Foreign parties involved in German litigation often, for a variety of reasons, involve their trusted home jurisdiction advisers alongside German litigation counsel. The question then arises to what extent the costs to be reimbursed by the opponent also include the fees for the foreign lawyer, in addition to those for German counsel, if the foreign party is successful in the litigation.Until now, the court practice differed to what extent these additional costs could be claimed. Some courts of appeals, such as Stuttgart and Berlin, were friendly fo foreigners: They held that foreign parties were per se entitled to claim these additional fees – albeit on the basis of the German Federal Fee Schedule (Rechtsanwaltsgebührengesetz, RVG).
The Federal Supreme Court (Bundesgerichtshof) has now ruled on the issue in a matter involving a Swiss party in a copyright dispute. It came down less favourably for foreign litigants. In short, the Federal Supreme Court ruled that the test used for the reimbursement of additional counsel’s fees shall apply to domestic litigants and foreign parties alike.
Foreign litigants will need to show a necessity for involving a Verkehrsanwalt, an additional lawyer to instruct local German counsel, just as a German party would need to. However, the Federal Supreme Court acknowledges that a foreign party may be more likely to meet that test. Relevant factors would be language issues, cultural differences or lack of familiarity with the German legal system (“sprachliche Barrieren, kulturelle Unterschiede oder mangelnde Vertrautheit mit dem deutschen Rechtssystem“). On the other hand, if the foreign party has a distribution system in Germany, then it would most likely fail the necessity test – if you can sell goods and services in Germany, you are presumably qualified to deal with German lawyers directly.

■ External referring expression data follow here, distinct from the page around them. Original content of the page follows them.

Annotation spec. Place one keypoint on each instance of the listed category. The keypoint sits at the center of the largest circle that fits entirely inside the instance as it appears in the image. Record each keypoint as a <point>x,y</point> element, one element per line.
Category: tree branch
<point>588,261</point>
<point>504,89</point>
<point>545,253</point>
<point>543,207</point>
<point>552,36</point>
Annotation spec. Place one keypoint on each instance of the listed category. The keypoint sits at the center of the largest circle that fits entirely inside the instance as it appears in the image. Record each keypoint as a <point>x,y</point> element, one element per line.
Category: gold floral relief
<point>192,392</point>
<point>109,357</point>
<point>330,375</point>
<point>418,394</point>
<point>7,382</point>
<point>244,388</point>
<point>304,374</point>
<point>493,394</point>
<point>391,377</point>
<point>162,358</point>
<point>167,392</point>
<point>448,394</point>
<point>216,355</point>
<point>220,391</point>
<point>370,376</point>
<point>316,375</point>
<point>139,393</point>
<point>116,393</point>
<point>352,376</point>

As the first and second instance courts in Berlin had not applied the necessity test, and hence not established the relevant facts, the Federal Supreme Court sent the matter back to the lower courts for the factual issues to be dealt with. Thus, it remains unclear whether the Swiss party would met the necessity test: Reading between the lines, my feeling is that a Swiss party in a commercial dispute that arises out of selling into Germany would not qualify. As the judgment is sanitized, you can not tell whether it was a party from the German-speaking part of Switzerland, but I suspect it was.